Kort na de middagstop bereikten wij het lokale Amazoniënwoud. Een uitgestrekt bos, doorsneden door kilometerslange, rechte, geasfalteerde fiets-en wandelwegen lagen voor ons te wachten. Hoewel het decors, voor ideale fietstochten en hoewel het zaterdag was, kwamen wij geen enkele andere fietser of laat staan een groep wielertoeristen tegen. Eens een wandelaar of een skeelerende skiër met stokken en al, maar fietsers? Noppes, nada, niks… Het was ons ondertussen al lang duidelijk dat wij overal als aliens werden bekeken want dat de fietscultuur in Duitsland enkel bestaat in de buurt van vlakke rivierpaden. Eens de valleien uit, waren er amper fietsers te spotten. Ook fietsenwinkels zijn daar een zeldzaam iets. Terwijl er bij ons om de vijf kilometer een fietsenwinkel of hersteller gevestigd is, zal het in Duitsland eerder om de vijftig kilometer zijn, en dan nog. Onze groep wekte wel nieuwsgierigheid want, velen durfden het aan om ons aan te spreken en te vragen van waar we kwamen en wat we aan het doen waren. De WTC als rariteitenkabinet, wie had dat ooit gedacht.

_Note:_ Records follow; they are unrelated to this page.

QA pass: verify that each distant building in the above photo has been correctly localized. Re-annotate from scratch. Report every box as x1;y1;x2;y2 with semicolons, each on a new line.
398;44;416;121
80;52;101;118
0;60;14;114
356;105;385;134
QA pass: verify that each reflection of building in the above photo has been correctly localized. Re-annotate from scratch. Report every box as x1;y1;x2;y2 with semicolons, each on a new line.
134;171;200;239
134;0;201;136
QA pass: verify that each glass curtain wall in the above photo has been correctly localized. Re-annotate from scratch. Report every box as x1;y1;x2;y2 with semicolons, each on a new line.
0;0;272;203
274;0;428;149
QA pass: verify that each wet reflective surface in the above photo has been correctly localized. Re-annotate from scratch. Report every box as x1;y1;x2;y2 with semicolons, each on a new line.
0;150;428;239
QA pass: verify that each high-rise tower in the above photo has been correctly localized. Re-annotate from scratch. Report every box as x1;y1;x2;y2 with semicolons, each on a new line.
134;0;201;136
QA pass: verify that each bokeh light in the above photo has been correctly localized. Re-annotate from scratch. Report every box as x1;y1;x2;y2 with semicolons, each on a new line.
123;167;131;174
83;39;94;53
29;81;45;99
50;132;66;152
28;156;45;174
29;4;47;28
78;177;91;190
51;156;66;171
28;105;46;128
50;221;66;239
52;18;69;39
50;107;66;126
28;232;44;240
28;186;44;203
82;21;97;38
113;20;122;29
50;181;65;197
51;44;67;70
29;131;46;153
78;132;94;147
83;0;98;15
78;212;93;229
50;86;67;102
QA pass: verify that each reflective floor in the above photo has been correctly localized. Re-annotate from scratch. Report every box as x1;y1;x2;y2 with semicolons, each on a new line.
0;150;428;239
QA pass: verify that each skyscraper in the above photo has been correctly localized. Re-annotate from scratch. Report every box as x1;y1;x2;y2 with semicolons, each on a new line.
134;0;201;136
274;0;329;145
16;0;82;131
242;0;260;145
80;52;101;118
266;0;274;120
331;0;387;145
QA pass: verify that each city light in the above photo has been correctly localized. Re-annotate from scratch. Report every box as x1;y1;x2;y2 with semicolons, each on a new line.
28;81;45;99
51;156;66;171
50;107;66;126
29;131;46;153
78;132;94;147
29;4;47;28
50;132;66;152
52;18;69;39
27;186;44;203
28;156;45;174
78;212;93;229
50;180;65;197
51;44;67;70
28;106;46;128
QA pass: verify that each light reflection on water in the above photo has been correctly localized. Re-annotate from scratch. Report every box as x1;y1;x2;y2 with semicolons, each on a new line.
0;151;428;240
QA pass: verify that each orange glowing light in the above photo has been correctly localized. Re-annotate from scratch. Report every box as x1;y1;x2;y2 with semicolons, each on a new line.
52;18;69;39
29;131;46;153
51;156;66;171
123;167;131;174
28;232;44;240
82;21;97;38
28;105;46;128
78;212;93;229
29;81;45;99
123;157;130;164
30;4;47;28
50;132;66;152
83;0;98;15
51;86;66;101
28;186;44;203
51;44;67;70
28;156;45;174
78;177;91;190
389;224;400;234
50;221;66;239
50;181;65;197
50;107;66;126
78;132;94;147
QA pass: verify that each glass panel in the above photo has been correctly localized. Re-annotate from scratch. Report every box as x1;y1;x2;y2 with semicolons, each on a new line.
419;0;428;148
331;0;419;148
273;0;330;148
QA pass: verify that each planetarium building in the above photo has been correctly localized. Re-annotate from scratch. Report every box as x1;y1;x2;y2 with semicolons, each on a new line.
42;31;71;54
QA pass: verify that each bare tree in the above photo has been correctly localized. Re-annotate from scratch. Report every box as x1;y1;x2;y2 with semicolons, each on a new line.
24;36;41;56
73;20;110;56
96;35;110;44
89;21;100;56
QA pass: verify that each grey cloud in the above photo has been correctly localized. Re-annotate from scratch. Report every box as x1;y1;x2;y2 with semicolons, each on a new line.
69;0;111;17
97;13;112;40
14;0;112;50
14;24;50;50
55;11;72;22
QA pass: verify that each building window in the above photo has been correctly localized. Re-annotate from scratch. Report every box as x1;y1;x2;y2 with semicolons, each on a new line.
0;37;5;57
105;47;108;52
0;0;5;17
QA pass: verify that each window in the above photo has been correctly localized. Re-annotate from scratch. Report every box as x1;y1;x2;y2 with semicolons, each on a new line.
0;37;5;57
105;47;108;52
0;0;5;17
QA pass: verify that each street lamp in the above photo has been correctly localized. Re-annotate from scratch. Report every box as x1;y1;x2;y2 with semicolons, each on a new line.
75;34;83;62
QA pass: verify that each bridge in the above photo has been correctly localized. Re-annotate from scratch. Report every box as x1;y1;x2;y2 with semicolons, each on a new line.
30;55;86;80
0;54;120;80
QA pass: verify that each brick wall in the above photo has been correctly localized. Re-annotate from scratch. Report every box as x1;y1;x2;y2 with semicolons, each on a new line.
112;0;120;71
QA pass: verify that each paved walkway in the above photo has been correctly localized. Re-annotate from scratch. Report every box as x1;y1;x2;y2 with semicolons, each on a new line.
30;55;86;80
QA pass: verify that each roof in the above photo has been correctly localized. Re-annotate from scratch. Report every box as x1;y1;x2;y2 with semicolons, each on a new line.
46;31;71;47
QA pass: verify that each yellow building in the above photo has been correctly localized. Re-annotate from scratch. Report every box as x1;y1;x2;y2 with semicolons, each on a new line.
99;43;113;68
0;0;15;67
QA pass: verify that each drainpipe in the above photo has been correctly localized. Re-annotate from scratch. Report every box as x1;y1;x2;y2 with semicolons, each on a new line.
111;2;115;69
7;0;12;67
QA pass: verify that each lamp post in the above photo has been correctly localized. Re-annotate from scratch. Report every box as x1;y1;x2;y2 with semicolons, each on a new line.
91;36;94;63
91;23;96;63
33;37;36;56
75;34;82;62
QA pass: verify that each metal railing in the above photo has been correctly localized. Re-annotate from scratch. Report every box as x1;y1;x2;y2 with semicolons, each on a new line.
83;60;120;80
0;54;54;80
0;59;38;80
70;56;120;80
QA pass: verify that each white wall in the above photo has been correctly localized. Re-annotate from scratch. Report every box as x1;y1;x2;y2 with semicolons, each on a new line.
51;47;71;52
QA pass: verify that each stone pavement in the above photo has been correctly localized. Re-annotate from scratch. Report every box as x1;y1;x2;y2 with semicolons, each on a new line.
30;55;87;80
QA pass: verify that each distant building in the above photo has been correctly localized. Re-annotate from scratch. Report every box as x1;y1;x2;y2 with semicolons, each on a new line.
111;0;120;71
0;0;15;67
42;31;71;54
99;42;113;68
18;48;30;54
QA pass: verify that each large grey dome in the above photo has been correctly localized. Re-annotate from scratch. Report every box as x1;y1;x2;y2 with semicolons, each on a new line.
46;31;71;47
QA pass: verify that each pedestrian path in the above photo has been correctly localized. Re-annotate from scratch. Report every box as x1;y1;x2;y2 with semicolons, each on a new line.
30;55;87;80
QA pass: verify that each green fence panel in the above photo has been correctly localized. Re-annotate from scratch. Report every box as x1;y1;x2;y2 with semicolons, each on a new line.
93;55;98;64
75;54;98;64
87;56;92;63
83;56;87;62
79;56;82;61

Eens het lokale Kravaalbos doorkruist, doken wij een laatste keer de vallei van de Rijn in, recht naar de overzetboot naar Königswinter. Ook dit had Kris weer prachtig ingepland. Op de woelige Rijn was het aangenaam dobberen en waande Alex zich zowaar Leonardo Di Caprio in de film Titanic. Alleen was zijn Kate in Keulen geld aan ’t opdoen in plaats van hem romantisch te vergezellen aan de reling van de boot. Eens aan de overzijde moesten we een keer of vier heen en weer rijden vooraleer we het juiste terras op de oever vonden. Maar eens gezeten, konden we ons te goed doen aan een frisse Bittburger. Kwam er daar plots een immense catamaran aangemeerd met aan boord naar schatting een 1500 in het zwart geklede heavy-metal fans, die op het schip een optreden hadden meegepakt van obscure groepen als Eisbrecher en Die Krupps. Geef ons dan maar Soudal-Quick Step en Jumbo Visma zou ik zo zeggen. De duistere dansers begonnen daarop de loopplank af te komen en begaven zich naar de binnenstad. Hier en daar bleek er ook iemand weggelopen uit een sm-kelder of een aflevering van Game of Thrones. Maar misschien dat zij ons in onze lycra koerskostummekes ook wel een beetje raar vonden. In ieder geval keken wij onze ogen uit en na drie consumpties mochten wij voor de laatste keer de hotelberg beklimmen. Alex moet zodanig ongerust zijn geweest over Bill dat hij omhoog vloog om toch maar snel iets van nieuws te vernemen over onze vermiste.
En ja hoor, Bill was gezond en wel, reeds gedoucht en al wat ingepilsd. Na het avondeten bleek dat Bills beenspiermassa na de twee ritten zodanig was toegnomen dat zijn jeansshort zoveel spierkracht niet meer kon houden en dan maar spontaan scheurde tussen zijn benen. Seinen Klokkenspiel kwam daar bijna een aireken spelen in de frisse avondlucht. Ondertussen had Bill ook een zodanig innige vriendschap opgebouwd met de immer sympathieke garçon Ali dat hij hem vol overgave omhelsde, een halve meter van de grond tilde en zodanig vol liefde heen en weer schudde als was hij de klepel van Klokke Roelandt. Ali zou ’s anderdaags 5 centimeter zijn gegroeid na de osteopathische sessie die hij gratis van Bill had gekregen.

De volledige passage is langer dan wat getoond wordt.